Zum Inhalt springen

What is AutoML (Automated Machine Learning)?

AutoML - Automatisiertes maschinelles Lernen

AutoML enjoys a steadily increasing popularity (see Forbes). Not least driven by the numerous successes in practical analyses. In a world in which more and more devices produce data and are networked with each other, the data “produced” grows disproportionately. Therefore AutoML is of urgent necessity to gain knowledge from these rapidly increasing data on time. We assume that AutoML becomes even more critical in the coming years and that the analysis methods deliver even more precise and faster results. The field of activity of the data scientist will not disappear, but rather, his focus will shift to more specific or sophisticated analysis techniques. In short: AutoML saves time and money (you don’t need a larger team of data science and machine learning experts). It is also the easiest and cheapest way to enter the world of artificial intelligence or machine learning.

Features of AutoML

Features of AutoML

AISOMA – Features of AutoML

So what is AutoML?

Automated Machine Learning (AutoML) is the process of automating the end-to-end process of applying Machine Learning to real-world problems. In a typical machine learning application, experts must apply the appropriate methods of data preprocessing, feature engineering, feature extraction, and feature selection to make the data set used for machine learning. Following these preprocessing steps, practitioners must then perform the algorithm selection and hyper-parameter optimization to maximize the predictive performance of the final machine learning model. Since many of these steps often go beyond the capabilities of laypersons, AutoML has been developed as an artificial intelligence-based solution to the ever-growing challenge of applying machine learning.
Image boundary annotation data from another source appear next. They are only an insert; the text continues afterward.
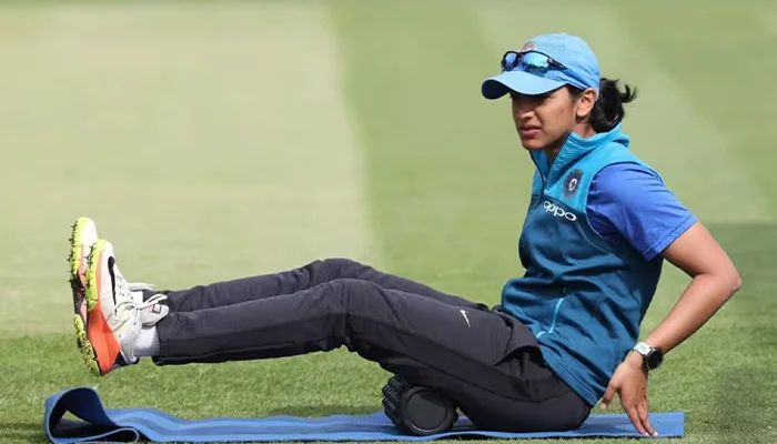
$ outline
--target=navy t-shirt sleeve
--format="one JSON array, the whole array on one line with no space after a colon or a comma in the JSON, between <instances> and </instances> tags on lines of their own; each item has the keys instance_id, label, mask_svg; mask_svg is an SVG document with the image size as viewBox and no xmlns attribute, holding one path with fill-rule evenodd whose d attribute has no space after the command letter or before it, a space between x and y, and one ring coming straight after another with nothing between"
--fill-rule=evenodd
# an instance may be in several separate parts
<instances>
[{"instance_id":1,"label":"navy t-shirt sleeve","mask_svg":"<svg viewBox=\"0 0 777 444\"><path fill-rule=\"evenodd\" d=\"M609 165L596 174L586 210L596 232L624 238L648 261L696 222L654 172L632 163Z\"/></svg>"}]
</instances>

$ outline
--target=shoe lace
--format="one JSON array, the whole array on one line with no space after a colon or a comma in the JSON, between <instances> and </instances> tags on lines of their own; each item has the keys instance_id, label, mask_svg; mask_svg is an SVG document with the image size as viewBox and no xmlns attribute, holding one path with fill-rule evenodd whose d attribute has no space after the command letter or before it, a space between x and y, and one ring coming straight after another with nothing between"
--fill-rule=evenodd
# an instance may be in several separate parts
<instances>
[{"instance_id":1,"label":"shoe lace","mask_svg":"<svg viewBox=\"0 0 777 444\"><path fill-rule=\"evenodd\" d=\"M168 299L165 294L158 293L149 297L148 301L143 301L142 293L138 293L137 299L135 295L132 294L133 292L139 292L141 290L152 289L153 285L151 284L129 283L123 275L117 273L114 292L117 294L125 295L125 297L121 297L121 302L118 302L113 307L113 317L117 320L117 322L124 324L125 322L138 317L141 310L148 309L149 306Z\"/></svg>"}]
</instances>

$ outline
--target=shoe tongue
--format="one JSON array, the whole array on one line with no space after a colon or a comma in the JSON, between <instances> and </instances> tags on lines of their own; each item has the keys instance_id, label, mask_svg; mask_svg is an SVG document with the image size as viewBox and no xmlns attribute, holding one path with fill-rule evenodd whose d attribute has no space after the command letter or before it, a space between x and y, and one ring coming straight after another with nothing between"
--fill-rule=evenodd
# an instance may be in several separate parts
<instances>
[{"instance_id":1,"label":"shoe tongue","mask_svg":"<svg viewBox=\"0 0 777 444\"><path fill-rule=\"evenodd\" d=\"M153 305L149 305L140 311L140 322L143 326L153 326L162 317L167 316L170 312L170 307L161 302Z\"/></svg>"}]
</instances>

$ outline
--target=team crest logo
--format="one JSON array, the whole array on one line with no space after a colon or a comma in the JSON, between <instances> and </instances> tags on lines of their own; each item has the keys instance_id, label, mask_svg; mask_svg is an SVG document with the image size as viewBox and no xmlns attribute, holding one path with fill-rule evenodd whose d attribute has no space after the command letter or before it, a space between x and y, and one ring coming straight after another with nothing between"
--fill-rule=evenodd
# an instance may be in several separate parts
<instances>
[{"instance_id":1,"label":"team crest logo","mask_svg":"<svg viewBox=\"0 0 777 444\"><path fill-rule=\"evenodd\" d=\"M583 171L581 170L573 170L566 175L566 179L564 179L564 198L572 199L572 196L575 195L581 185Z\"/></svg>"},{"instance_id":2,"label":"team crest logo","mask_svg":"<svg viewBox=\"0 0 777 444\"><path fill-rule=\"evenodd\" d=\"M528 52L534 51L535 49L537 49L537 46L534 44L533 41L527 41L526 43L524 43L524 46L521 48L521 51L518 52Z\"/></svg>"}]
</instances>

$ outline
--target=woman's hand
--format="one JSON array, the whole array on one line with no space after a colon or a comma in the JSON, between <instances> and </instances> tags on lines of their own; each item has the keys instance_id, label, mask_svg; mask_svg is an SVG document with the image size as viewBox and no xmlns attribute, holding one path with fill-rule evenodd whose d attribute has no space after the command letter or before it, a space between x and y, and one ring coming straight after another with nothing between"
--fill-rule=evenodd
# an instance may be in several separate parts
<instances>
[{"instance_id":1,"label":"woman's hand","mask_svg":"<svg viewBox=\"0 0 777 444\"><path fill-rule=\"evenodd\" d=\"M645 436L657 436L648 418L650 408L647 401L647 370L643 366L639 353L630 353L615 370L602 397L602 410L609 407L615 393L618 394L620 405L637 432Z\"/></svg>"}]
</instances>

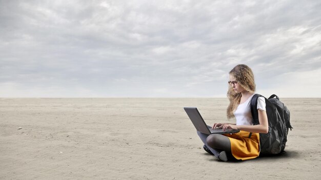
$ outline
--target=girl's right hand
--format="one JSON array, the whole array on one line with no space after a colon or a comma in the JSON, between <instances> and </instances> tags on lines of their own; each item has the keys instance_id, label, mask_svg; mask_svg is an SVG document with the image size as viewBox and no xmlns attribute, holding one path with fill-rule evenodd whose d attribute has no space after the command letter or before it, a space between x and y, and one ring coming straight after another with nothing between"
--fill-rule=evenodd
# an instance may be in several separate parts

Automating the end-to-end process of applying machine learning offers the benefits of producing more straightforward solutions, faster creation of these solutions, and models that often outperform hand-designed models.

 

Comparison of Traditional Machine Learning Workflow and AutoML Workflow.

AutoML Workflow

AutoML Workflow (source)

Objectives of automation:

Automated machine learning can capture different phases of the machine learning process:

  • Automated data preparation and recording (from raw data and various formats)
  • Automated column type recognition, e.g., Boolean, discrete numeric, continuous numeric, or text recognition.
  • Automated column intent recognition; e.g., destination/label, numeric feature, categorical text feature, or free text feature.
  • Automated task recognition; e.g., binary classification, regression, clustering or ranking
  • Automated Feature Engineering
    • feature selection
    • feature extraction
    • Meta-learning and transfer learning
    • Detection and handling of distorted data or missing values
  • Automated model selection
  • Hyper-Parameter Optimization of the Learning Algorithm and Functionalization
  • Automated pipeline selection under time, storage and complexity constraints
  • Automated selection of valuation metrics / validation procedures
  • Automated problem checking
    • Detection of “leaky” spots
    • Detection of misconfigurations
  • Automated analysis of the achieved results
  • User interfaces and visualizations for automated machine learning

Below is a list of AutoML vendors:

  • AutoWEKA is an approach for simultaneously selecting a machine learning algorithm and its hyperparameters; combined with the WEKA package, it automatically provides good models for a variety of data sets.
  • Auto-sklearn is an extension of AutoWEKA with the Python library scikit-learn, a drop-in replacement for regular scikit-learn classifiers and regressors.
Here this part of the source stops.